This package is a preliminary exploratory data analysis (EDA) tool to make useful feature EDA plots and provide relevant information to simplify an otherwise tedious EDA step of any data science project. Specifically this package allows users to target any two features, whether they are numeric or categorical, and create visualization plots supplemented with useful summary and test statistics.
This package provides a streamlined and easy to use solution for basic EDA tasks that would otherwise require significant amount of coding to achieve.
R_prelim_eda_helper
enables user to write quick visualization queries. At the same time, as we understand visually strong effects on graphs are not necessarily statistically meaningful, prelim_eda_helper
is designed to combine graphic visualizations with preliminary statistical test results. We aim to create a helper package to really help researchers to get a quick sense of how our data look like, without making charts and doing tests separately in earlier stages of projects. While existing packages for plotting and statistical tests already exist (e.g., ggplot2
(https://ggplot2.tidyverse.org/reference/ggplot.html) in tidyverse
), we believe the combination of graphical and statistical output is what makes prelim_eda_helper
a unique yet handy helper package.
To achive this goal, R_prelim_eda_helper
creates charts with the visualization library ggplot2
and conducts statistical tests with ‘scipy’.
Usage
Installation
The development version of the package can be installed with the code below.

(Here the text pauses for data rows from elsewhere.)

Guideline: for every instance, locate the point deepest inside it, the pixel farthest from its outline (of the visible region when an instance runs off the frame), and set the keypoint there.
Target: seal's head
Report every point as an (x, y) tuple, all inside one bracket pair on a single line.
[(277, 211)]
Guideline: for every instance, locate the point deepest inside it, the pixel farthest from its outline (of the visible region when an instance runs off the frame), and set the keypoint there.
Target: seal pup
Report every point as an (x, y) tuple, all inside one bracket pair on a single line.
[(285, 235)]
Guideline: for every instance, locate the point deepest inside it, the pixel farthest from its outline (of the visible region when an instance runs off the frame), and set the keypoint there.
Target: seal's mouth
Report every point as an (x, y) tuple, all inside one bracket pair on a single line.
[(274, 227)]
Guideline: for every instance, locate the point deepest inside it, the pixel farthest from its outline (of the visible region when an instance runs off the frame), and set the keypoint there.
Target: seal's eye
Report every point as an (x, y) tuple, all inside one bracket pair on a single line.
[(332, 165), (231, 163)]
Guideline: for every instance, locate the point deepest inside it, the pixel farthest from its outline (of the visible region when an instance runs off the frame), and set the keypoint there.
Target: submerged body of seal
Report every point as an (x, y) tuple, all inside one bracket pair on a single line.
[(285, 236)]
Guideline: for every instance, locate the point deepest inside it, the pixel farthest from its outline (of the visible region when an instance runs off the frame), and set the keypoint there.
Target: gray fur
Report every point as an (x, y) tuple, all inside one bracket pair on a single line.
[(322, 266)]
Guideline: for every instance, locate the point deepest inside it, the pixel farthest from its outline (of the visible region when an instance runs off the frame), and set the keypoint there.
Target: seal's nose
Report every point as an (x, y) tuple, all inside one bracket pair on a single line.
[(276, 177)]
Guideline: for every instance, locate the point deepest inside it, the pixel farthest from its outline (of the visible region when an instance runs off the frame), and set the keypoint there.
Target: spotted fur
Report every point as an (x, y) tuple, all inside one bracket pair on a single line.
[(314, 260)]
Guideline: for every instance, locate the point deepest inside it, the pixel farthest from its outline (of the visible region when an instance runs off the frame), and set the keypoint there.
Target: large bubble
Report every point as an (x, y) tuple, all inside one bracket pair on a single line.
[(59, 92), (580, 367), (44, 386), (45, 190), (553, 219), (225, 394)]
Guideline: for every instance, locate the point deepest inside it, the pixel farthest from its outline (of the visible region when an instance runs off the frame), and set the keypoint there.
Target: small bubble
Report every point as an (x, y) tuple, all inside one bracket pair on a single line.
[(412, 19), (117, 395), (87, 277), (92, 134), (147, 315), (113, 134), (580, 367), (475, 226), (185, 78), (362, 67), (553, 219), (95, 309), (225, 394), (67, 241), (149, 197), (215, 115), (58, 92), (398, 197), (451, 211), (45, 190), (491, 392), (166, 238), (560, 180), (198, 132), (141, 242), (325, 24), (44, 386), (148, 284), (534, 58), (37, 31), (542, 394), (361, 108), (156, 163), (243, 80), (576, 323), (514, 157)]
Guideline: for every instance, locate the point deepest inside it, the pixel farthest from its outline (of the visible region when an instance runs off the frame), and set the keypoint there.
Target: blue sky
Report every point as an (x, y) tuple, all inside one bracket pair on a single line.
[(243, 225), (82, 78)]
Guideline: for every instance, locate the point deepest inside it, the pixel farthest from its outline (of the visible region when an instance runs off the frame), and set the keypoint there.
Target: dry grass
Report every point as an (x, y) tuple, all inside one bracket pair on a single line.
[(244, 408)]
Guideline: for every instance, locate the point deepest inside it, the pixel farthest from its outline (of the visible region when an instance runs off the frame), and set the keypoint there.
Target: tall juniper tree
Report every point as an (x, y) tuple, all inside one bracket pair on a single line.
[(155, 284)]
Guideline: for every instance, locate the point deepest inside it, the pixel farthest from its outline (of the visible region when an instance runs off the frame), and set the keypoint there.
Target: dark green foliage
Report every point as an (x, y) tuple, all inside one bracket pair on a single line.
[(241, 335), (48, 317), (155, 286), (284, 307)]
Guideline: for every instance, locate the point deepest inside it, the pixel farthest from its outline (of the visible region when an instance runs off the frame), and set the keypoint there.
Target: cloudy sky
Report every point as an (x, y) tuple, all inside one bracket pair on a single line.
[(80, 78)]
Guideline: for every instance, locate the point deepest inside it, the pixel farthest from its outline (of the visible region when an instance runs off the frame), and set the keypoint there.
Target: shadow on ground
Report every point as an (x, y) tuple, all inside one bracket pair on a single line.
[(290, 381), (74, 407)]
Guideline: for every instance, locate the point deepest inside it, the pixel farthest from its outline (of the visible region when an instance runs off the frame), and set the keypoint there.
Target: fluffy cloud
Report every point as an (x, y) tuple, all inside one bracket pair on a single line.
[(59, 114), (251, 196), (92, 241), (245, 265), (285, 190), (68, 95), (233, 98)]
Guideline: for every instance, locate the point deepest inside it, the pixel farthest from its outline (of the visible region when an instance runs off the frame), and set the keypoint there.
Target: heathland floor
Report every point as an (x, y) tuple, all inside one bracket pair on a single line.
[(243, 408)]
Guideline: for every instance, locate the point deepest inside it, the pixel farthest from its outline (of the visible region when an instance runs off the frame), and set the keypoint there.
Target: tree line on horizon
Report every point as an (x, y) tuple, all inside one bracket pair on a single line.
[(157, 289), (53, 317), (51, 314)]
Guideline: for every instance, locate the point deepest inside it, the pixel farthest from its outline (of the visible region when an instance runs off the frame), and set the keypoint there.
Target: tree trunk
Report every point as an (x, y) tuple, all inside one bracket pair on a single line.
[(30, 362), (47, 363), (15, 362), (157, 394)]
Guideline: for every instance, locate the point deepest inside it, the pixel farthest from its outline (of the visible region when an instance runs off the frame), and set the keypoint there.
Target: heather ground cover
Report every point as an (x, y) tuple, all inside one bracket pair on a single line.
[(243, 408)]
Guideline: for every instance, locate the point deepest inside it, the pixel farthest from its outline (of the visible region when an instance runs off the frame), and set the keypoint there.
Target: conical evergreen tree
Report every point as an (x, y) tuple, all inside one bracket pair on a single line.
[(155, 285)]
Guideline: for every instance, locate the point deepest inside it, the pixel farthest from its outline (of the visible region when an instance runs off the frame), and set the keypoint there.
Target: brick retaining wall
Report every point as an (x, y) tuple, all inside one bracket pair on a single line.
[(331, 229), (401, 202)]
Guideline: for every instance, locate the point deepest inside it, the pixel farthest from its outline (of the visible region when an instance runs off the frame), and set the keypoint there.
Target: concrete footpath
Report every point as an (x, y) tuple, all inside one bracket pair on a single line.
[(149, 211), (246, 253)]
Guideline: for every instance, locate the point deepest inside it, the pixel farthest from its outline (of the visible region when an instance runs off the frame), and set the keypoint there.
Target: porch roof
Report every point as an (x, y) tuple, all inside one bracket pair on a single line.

devtools::install_github( 'UBC-MDS/R_prelim_eda_helper')
num_dist_by_cat
Creates a pair of plots showing the distribution of the numeric variable when grouped by the categorical variable. Output includes a histogram and boxplot. In addition, basic test statistics will be provided for user reference.
num_dist_by_cat(
num = x, group = classes, data = data,
title_hist = 'Distribution of X', title_boxplot = 'X Seperated by Group',
lab_num = 'X', lab_group = 'Group', num_on_x = TRUE, stat = TRUE)
num_dist_scatter
Creates a scatter plot given two numerical variables. The plot can provide regression trendline and include confidence interval bands. Spearman and Pearson’s correlation will also be returned to aid the user to determining feature relationship.
num_dist_scatter(
num1 = 'num1', num2 = 'num2', data = df, title = 'num1 v num2',
stat = FALSE, trend = FALSE)
cat_dist_heatmap
Creates concatenated charts showing the heatmap of two categorical variables and a bar chart for occurrence of these variables.
cat_dist_heatmap(
cat1 = 'group1', cat2 = 'group2', data = df, title = 'Group1 & Group2 Distribution',
heatmap = TRUE, barchart = TRUE)
num_dist_summary
Creates a distribution plot of the given numeric variable and provides a statistical summary of the feature. In addition, the correlation values of the variable with other numeric features will be provided based on a given threshold.
num_dist_summary(
col_name = num1, data = df, title = 'num_col1', label_x = 'distribution of num1',
thresh_corr = 0.0, stat = TRUE)
Contributing
Please check the contributing guidelines if you are interested in contributing. As the project is released with a Code of Conduct, you will agree to follow the terms if you wish to contribute.